Le Panthéon comp­te­ra bien­tôt une nou­velle pen­sion­naire. Après Joséphine Baker en 2021, le monu­ment pari­sien situé dans le Ve arron­dis­se­ment va accueillir un couple de résis­tants armé­niens : Missak et Mélinée Manouchian, a annon­cé l’Élysée à l’occasion d’un hom­mage aux résis­tants fusillés au Mont-​Valérien dimanche 18 juin. 

Mélinée ne sera pas pour autant elle-​même pan­théo­ni­sée, elle entre­ra au pan­théon en février 2024 parce qu’elle est l’épouse de Missak Manouchian. Comme pour Antoine, l’époux de Simone Veil, entré·es au Panthéon en 2018, la famille ne vou­lait pas qu’on les sépare dans la mort.

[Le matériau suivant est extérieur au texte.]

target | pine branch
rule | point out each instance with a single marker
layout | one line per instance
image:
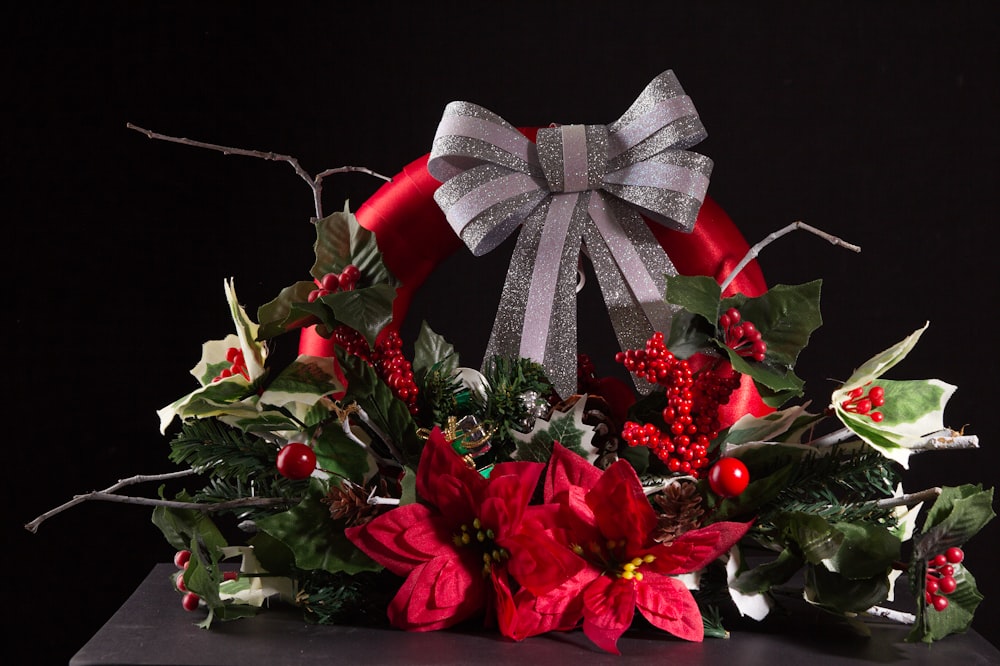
(315, 183)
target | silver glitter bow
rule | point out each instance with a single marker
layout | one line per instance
(579, 188)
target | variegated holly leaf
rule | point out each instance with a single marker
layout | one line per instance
(221, 394)
(567, 428)
(912, 409)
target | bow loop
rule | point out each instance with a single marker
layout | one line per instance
(574, 157)
(578, 186)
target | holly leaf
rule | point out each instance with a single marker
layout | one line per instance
(433, 352)
(932, 625)
(912, 409)
(698, 294)
(567, 428)
(303, 381)
(286, 312)
(341, 240)
(839, 594)
(387, 412)
(957, 515)
(308, 531)
(338, 454)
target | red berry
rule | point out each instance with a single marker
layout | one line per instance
(330, 282)
(190, 601)
(728, 477)
(296, 461)
(351, 272)
(947, 584)
(181, 558)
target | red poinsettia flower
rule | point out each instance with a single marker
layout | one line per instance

Pourtant, la vie de Mélinée mérite à bien des titres qu’on s’y attarde.

Rescapée du géno­cide arménien 

Mélinée Soukémian est née en 1913 dans une famille aisée de Constantinople, alors capi­tale de l’empire Ottoman, aujourd’hui deve­nue Istanbul. Elle a à peine quatre ans lorsqu’elle se retrouve orphe­line avec sa grande sœur. Leurs parents sont tués dans le géno­cide armé­nien. Les fran­gines sont pla­cées dans un orphe­li­nat en Grèce où les condi­tions de vie sont très dif­fi­ciles avant d’être envoyées à Marseille pour pour­suivre leur sco­la­ri­té. À 16 ans, la jeune fille obtient son cer­ti­fi­cat d’études avec men­tion. Elle s’installe à Paris où elle suit une for­ma­tion de secré­taire comp­table et de sténo-dactylographie.

Elle a 22 ans lorsqu’elle ren­contre Missak Manouchian – plus âgé de six ans – lors d’une fête orga­ni­sée par la Section fran­çaise du Comité de secours pour l’Arménie. Lui aus­si est orphe­lin, res­ca­pé du géno­cide armé­nien. Missak et Mélinée par­tagent le même idéal de la République. C’est pour­quoi le couple adhère ensemble au Parti com­mu­niste, le seul par­ti poli­tique capable selon eux de pro­té­ger la France de la mon­tée du fas­cisme en Europe. 

Première arres­ta­tion de Missak 

Missak et Mélinée par­ti­cipent aux grèves du Front popu­laire de 1936, qui laissent espé­rer des droits – vite dou­chés – pour les travailleur·euses immigré·es et les sans-​papiers. Dans leur petit appar­te­ment pari­sien, le couple fonde l’Union popu­laire franco-arménienne.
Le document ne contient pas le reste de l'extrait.